Ascend’s Architecture

Frameworks vs Control Plane

The status quo for building data pipelines is painful and cumbersome. Sure, building the first couple isn’t too bad…it’s the many that follow. And how they impact each other. And how they become harder and harder to maintain as the dependencies grow and the codebase becomes increasingly unruly. For us, this was a terminal path for our happiness as engineers.

To solve this, there are two options: Frameworks and Control Planes. Most other companies went the framework route. They are great at making it easier to build at a static point-in-time. But they lack a feedback loop, which is critical for dynamic systems.

Dynamic systems, like data pipelines, are where control planes shine. Instead of the “when X happens, do Y” framework mentality, a control plane takes the approach of “no matter what happens, make the system look like Z.” As engineers, we wanted the latter. So we built the Dataflow Control Plane.

In architecting this, we solved for three key areas:

1) User-defined “blueprints” of pipelines

2) Translating the “blueprints” into jobs and infrastructure

3) Persisting bidirectional feedback to always make it happen

Architecting the
Dataflow Control Plane

Defining Blueprints

In Ascend, you build out declarative DAGs to define these blueprints. Just tell us the inputs, the transforms you want to happen at each stage, and the outputs, and Ascend creates the blueprint from there. SQL was the first language supported, since that let us infer a lot of patterns from the code provided – making it a great training ground for the Control Plane. We now also support PySpark, with more options on the way.

Translating the Blueprints

With the blueprint in hand, the Control Plane understands the expected end-state of the pipelines and automates the Elastic Data Fabric to deliver on it. The current fabric utilizes Spark clusters deployed on Kubernetes, combined with the selected cloud provider’s persistent object store. By managing this underlying infrastructure as a service, the Control Plane has complete control to auto-scale and auto-orchestrate with a high degree of precision based on the data, code, concurrency, and SLAs.
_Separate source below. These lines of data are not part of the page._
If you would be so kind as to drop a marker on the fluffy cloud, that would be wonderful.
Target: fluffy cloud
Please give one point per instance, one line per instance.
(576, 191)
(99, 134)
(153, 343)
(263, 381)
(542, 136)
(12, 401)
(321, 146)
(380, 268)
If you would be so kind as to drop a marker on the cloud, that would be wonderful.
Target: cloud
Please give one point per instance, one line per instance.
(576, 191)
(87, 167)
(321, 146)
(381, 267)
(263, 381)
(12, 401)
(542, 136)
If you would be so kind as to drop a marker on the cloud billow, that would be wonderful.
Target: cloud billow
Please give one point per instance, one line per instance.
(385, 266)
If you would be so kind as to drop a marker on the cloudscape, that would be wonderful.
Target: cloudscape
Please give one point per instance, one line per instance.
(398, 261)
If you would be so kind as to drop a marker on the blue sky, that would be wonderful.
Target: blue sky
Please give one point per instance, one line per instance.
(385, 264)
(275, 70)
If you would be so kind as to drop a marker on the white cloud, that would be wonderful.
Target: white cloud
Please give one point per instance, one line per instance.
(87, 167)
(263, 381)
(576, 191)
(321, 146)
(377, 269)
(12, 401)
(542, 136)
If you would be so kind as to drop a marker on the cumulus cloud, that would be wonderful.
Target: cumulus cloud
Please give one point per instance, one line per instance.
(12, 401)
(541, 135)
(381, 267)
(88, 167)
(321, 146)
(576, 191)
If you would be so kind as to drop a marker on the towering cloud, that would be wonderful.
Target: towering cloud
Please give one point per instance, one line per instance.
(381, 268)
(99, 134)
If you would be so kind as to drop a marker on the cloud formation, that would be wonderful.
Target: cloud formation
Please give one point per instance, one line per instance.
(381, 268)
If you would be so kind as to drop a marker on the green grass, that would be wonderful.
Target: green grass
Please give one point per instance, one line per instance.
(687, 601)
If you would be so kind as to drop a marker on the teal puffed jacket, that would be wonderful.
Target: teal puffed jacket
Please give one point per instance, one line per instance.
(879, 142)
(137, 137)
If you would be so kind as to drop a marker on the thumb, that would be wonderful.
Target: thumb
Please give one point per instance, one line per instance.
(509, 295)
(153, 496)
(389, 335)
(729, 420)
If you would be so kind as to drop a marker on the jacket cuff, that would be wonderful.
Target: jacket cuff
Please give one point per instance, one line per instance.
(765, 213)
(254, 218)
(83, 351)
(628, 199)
Persisting Bidirectional Feedback

With data pipelines, change is the only constant. Which is why we built the Metadata Service into the Control Plane. This Service persists the lineage and history of all jobs that ran before, down to partition-level details on the input files, transforms, and outputs. With this information in hand, the Control Plane continuously monitors the data, logic, and Elastic Data Fabric layers for change or failure and automatically determines the optimized path forward. For example, if new data arrives, the Control Plane can see which subset of the partitions are affected and will recompute only what’s required.